In Trump’s first term, US importers were at first unsure how serious the president was about following through with his tariff threats; indeed, he was very serious. In his second term, it’s less a question of “if” and more “when” Trump will implement harsher tariffs on China, which he says will be higher than 60%.
The extent to which US importers frontload ocean cargoes has implications for shipping price and service. Trump’s first term was marked by three waves of escalating US tariffs on Chinese goods and two postponements of implementations. That created five periods in which US importers moved goods earlier, artificially creating demand that fueled differing degrees of spot rate volatility and pulled down ocean reliability. And, to a lesser degree, slowed cargo flow through ports.
This time, however, knowing that more tariffs will be a reality rather than a possibility gives shippers a firmer base to scope out potential responses and make plans, said Chris Rogers, head of supply chain research at S&P Global Market Intelligence. S&P Global is the parent company of the Journal of Commerce.
There’s also some degree of knowing what types of goods are first in the firing line for higher US tariffs, given the first Trump administration in December 2019 suspended tariffs targeting imports of mobile phones and laptops from China. Such high-value items could easily be moved via faster air transport rather than ocean shipping to narrowly avoid any tariff deadline.
Multiple factors drive booking bump
Based on discussions with three cargo owners and various forwarders, a degree of frontloading to avoid imminent Chinese tariffs is occurring and will continue. The logistics directors at three midsize importers said they had an internal goal to get more goods from China into US ports by Jan. 1.
“We are experiencing an overwhelming surge in booking demands, with available space becoming increasingly constrained for both the USWC and the USEC,” Marc Meier, global head of ocean freight at Toll Global Forwarding, told the Journal of Commerce.
The stronger-than-normal booking demand, Meier said, was due to a litany of factors: Chinese tariff fears, strong blank sailings and the looming Jan. 15 deadline for longshore workers and employers to reach a deal or risk another strike along the US East and Gulf coasts.
Beyond knowing that tariffs are coming, US importers have higher carrying costs than they did during Trump’s first term, thanks to higher interest rates. The more elevated prices to store goods will prompt some importers to be more conservative with just how much they frontload.
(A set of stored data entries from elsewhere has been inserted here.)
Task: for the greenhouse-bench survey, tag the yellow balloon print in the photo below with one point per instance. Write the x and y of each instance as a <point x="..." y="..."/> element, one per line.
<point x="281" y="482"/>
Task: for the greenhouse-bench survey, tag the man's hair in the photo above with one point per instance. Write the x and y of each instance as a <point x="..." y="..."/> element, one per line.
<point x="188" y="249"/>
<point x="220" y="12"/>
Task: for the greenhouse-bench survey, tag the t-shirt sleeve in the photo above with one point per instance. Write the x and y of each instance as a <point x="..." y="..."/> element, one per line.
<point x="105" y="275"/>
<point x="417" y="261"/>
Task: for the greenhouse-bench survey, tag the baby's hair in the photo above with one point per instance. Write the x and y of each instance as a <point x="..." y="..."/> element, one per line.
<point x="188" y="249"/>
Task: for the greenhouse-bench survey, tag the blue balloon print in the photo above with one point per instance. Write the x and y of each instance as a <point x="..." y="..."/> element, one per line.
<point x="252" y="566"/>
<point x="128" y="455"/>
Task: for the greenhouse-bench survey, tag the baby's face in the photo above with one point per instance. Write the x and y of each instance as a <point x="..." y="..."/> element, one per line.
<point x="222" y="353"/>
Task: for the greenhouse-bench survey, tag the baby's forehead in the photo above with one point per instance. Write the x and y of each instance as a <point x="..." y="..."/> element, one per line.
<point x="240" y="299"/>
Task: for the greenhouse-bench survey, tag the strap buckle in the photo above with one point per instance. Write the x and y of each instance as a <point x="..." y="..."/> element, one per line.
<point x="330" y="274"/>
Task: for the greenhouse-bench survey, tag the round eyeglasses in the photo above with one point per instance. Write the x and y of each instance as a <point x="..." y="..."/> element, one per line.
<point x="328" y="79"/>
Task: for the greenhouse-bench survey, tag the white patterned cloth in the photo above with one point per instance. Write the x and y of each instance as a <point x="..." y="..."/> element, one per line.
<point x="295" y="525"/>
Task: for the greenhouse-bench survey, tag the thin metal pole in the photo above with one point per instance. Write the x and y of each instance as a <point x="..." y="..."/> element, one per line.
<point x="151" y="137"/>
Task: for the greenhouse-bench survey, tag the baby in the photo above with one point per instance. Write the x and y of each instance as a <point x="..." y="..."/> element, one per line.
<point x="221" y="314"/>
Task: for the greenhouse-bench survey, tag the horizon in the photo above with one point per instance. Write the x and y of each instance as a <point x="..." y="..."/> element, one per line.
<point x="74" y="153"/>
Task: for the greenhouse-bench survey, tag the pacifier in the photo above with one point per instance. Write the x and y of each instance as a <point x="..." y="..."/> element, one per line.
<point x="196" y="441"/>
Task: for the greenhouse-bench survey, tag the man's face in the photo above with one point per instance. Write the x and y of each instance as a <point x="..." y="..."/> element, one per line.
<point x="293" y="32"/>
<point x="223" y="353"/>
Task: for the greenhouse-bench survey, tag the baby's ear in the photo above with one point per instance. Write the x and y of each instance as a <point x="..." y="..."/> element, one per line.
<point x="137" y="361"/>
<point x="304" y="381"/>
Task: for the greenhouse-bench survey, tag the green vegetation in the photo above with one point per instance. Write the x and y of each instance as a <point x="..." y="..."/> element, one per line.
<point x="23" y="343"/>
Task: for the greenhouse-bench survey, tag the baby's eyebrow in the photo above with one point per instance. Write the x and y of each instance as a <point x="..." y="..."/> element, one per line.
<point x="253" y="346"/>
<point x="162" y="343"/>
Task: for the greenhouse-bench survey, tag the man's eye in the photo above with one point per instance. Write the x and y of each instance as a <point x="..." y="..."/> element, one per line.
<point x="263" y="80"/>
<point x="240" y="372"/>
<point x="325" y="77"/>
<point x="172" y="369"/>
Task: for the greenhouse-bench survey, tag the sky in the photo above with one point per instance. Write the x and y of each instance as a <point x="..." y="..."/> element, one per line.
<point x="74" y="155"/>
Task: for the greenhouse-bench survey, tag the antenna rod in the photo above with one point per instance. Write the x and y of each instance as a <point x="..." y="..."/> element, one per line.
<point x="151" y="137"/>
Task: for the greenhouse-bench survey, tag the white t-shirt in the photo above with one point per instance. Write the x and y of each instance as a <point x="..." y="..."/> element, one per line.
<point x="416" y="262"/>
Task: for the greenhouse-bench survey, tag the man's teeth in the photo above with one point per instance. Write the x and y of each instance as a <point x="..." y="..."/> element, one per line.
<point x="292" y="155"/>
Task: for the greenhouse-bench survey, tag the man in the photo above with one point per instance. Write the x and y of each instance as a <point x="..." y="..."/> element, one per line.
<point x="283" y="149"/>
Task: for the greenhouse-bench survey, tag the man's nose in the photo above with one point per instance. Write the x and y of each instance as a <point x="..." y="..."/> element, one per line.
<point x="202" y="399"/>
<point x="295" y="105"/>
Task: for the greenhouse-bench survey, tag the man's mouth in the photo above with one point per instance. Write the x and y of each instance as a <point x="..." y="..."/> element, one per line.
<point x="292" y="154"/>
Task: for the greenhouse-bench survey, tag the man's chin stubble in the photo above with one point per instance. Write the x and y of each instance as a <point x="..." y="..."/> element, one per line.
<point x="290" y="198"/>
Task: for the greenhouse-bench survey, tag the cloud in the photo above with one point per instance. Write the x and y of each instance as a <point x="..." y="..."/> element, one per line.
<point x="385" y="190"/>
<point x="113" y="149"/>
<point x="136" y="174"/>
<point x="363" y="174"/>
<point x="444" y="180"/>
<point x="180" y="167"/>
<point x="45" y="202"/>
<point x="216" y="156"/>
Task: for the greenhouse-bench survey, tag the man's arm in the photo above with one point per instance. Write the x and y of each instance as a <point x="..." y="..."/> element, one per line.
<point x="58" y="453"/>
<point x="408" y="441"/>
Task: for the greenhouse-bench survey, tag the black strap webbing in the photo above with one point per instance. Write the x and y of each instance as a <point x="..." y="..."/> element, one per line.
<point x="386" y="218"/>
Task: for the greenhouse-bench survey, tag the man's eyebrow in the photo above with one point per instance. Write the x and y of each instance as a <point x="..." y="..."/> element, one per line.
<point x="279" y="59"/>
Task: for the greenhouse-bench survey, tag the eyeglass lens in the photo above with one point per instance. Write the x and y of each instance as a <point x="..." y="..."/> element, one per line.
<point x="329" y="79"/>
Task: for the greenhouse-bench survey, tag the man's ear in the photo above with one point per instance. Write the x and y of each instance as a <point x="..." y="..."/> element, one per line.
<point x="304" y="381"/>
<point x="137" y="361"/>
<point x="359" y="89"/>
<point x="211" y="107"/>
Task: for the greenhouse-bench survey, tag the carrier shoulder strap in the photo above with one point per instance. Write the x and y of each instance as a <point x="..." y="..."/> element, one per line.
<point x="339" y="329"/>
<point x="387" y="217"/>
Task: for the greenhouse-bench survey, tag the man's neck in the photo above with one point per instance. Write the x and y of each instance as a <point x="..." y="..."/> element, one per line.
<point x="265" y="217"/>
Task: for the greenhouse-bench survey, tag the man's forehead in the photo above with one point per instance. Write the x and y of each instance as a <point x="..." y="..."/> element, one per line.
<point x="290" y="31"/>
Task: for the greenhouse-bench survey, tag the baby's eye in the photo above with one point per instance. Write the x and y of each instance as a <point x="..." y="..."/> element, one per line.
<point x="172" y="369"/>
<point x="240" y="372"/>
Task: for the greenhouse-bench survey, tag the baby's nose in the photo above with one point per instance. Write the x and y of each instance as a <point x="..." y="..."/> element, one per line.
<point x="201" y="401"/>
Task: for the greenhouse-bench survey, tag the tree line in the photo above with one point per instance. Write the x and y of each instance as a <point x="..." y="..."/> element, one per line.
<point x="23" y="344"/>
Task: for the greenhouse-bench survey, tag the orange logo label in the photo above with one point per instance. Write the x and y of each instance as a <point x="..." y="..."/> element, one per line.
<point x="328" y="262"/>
How much of that frontloading is fueled by importers moving goods to avoid the strike threat and earlier Lunar New Year celebrations is unclear. Chinese factories stall or slow production during the nearly two-week holiday period that next year begins on Jan. 29.
US import bookings out of China haven’t jumped despite the tariff threat, according to logistics software provider e2open.
“While November has seen a slight uptick compared to October, this is likely due to the lower order volume during China’s Golden Week holiday in October,” e2open said in a statement to the Journal of Commerce.
US imports from Asia were up 10.5% year over year in October, according to PIERS, a Journal of Commerce sister product within S&P Global.
Stephen Nothdurft, vice president of North America sales at forwarder MOL Consolidation Service, said tariffs were playing just “a bit of a role” in extending peak season volumes. He also expected importers dependent on the East and Gulf coasts to wait out the Jan. 15 deadline.
“Nobody is looking to rush to get crazily ahead of this East Coast situation,” he said. “[And] nobody is charging forward on the tariff [risk].”
That seems to be the sentiment of approximately 100 shippers polled by Ravi Shanker, Morgan Stanley's managing director and lead analyst for North American freight transportation. More than 70% of those polled said they didn’t plan to restock differently due to Trump winning a second term.
Of those shippers, a little more than a third said they are considering “moderating or significantly” increasing inventories ahead of tariffs while an amazing 42% of shippers don’t expect to change behavior in the face of impending tariffs.